There are a plethora of institutions that can offer mortgages to prospective home buyers. However, they all have requirements such as credit scores, payment history, etc. to determine if you are eligible for a loan.

So how can one meet these requirements and qualify for a home loan? 

Here are some factors that come into play when lenders are considering you for a home loan.

 

5 Factors Lenders Consider Before You Qualify for a Home Loan

1. Your debt-to-income ratio

One of the things lenders take into consideration is your Debt-to-Income Ratio (DTI).

This is the ratio that compares how much you owe each month to how much you earn in percentage terms.

A high DTI ratio indicates that you are using most of your income to service debts. This means that you are bordering on financial collapse.

Ideally, lenders prefer a DTI lower than 36%, though some lenders accept a DTI ratio as high as 43% can still get one qualified for a mortgage. You can calculate your DTI ratio by dividing your total debt by your gross monthly income.

2. Credit score

A credit score is a number between 300–850 used to evaluate the creditworthiness of a client.

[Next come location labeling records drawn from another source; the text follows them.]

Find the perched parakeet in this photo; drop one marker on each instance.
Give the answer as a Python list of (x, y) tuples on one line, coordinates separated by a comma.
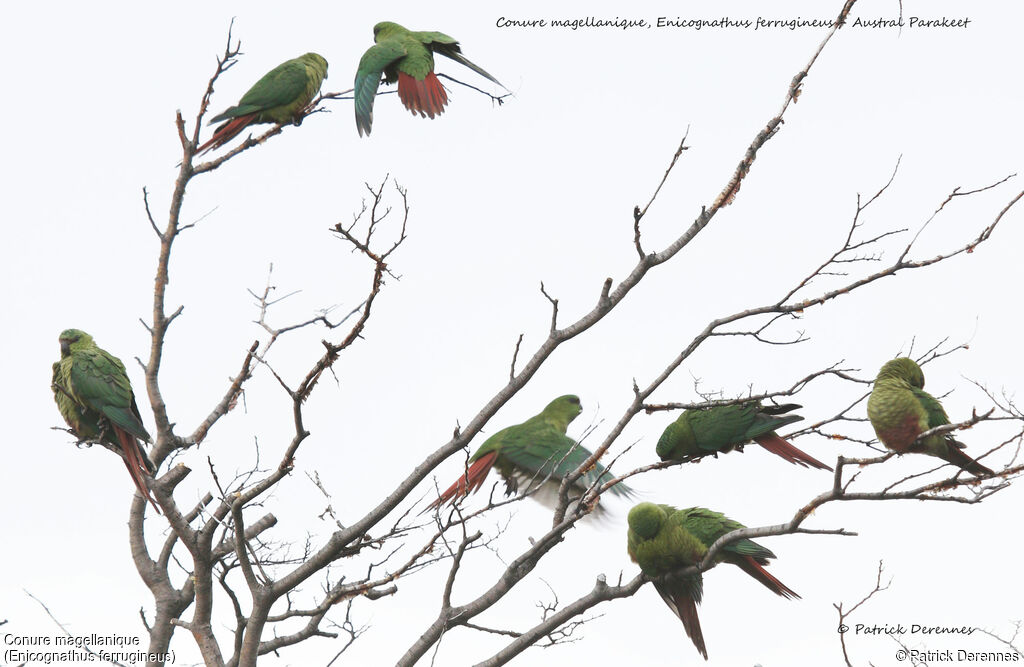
[(664, 540), (722, 428), (900, 410), (280, 96), (536, 454), (409, 57), (94, 397)]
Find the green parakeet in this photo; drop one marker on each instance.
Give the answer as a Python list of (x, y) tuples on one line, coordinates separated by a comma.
[(280, 96), (723, 428), (664, 540), (408, 57), (535, 455), (94, 397), (900, 410)]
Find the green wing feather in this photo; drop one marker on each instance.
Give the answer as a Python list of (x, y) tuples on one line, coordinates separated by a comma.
[(709, 526), (282, 92), (936, 414), (543, 452), (368, 78), (98, 381)]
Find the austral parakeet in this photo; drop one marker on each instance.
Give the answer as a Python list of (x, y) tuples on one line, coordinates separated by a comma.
[(722, 428), (94, 397), (408, 57), (535, 455), (281, 96), (900, 410), (664, 540)]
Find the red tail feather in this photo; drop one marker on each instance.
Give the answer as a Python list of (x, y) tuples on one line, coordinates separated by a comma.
[(226, 132), (961, 458), (133, 461), (470, 482), (779, 447), (686, 609), (754, 569), (426, 97)]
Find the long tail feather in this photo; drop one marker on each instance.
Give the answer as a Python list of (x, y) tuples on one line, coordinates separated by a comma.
[(226, 132), (685, 608), (754, 569), (958, 457), (426, 97), (468, 483), (779, 410), (779, 447), (133, 458)]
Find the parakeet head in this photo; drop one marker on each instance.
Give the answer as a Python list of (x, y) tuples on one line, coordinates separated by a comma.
[(385, 29), (678, 434), (567, 408), (645, 519), (904, 369), (72, 339)]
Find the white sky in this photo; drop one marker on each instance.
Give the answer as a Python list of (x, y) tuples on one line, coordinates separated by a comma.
[(502, 198)]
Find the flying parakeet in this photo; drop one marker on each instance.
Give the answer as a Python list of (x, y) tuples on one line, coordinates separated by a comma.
[(536, 454), (280, 96), (664, 540), (722, 428), (900, 410), (94, 397), (408, 57)]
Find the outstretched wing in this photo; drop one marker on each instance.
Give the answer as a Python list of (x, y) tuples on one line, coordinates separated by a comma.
[(368, 79)]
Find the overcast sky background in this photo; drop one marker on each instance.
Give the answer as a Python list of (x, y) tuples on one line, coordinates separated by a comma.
[(540, 189)]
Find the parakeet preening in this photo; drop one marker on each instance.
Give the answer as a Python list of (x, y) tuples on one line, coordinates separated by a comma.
[(535, 455), (94, 397), (722, 428), (900, 410), (408, 57), (280, 96), (664, 540)]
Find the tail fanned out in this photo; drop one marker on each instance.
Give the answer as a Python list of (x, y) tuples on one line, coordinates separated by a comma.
[(426, 97), (754, 569), (779, 447), (468, 483), (133, 459)]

This is the most commonly used metric used by lenders to assess the risk of a borrower.

A Credit score details your:

  • payment history
  • how much debt you have taken
  • number of accounts, etc.

It also shows your financial history such as outstanding debts, bankruptcies, etc.

The higher the credit score, the higher the possibility of obtaining a home loan. Plus, a higher credit score also means lower interest rates would be paid on the loan. Most lenders require a credit score of 620 to get a mortgage.

3. Show proof of income and employment

Most lenders would like to ascertain that you can pay the loan on a consistent basis.

One of the ways they do this is by verifying how much you earn and your employment status. This is why you are required to show proof of income and employment when applying for mortgages.

Lenders require applicants to show that they have a stable full-time job and must be employed for at least two years. Any gaps in between would have to be explained. If you are self-employed you would need to show tax returns, profit and loss statements, and other similar documents as proof of income.

4. Property type

The probability of getting a home loan is also dependent on the type of property you want to buy.

Property determines the amount of loan and how much you would be expected to churn out monthly to service loan payments. For example, you would need to have a higher credit score and would have to churn out more cash for the down payment if you want to buy a secondary or investment property because they are considered riskier.

In the same vein, getting a loan for a primary residence is easier than getting one for a secondary or investment property. This is because primary residences are homes which people want to live in, and as such are less risky for lenders.

5. Assets

Not all scenarios can be envisaged.

In life, we may run into unforeseen circumstances that would affect our finances. Lenders would like to make sure that in the case of any eventuality, you would still be able to meet up with your mortgage obligations.

One way they use to access this risk is by ascertaining if you have assets – things that you possess that have value and can be liquidated during an emergency. These assets may include:

  • stocks
  • real estate
  • jewelry
  • contributions in retirement accounts, etc.

 

Final word

Owning a home is the dream of everyone, but rising costs are putting homes beyond the reach of ordinary people.

One way people can use to achieve this important milestone is by taking up loans which would be spread for long periods (as much as 30 years). 

However, the lenders themselves want to know if they would get their money back and interests accrued. As such, they resort to a number of metrics to evaluate your eligibility and creditworthiness. 

A knowledge of these metrics can help you position yourself better so that you can qualify for the loan that you deserve. If you have a steady job, valuable assets and keep your eye on your credit score and  DTI ratio, then you can turn your dream into a reality!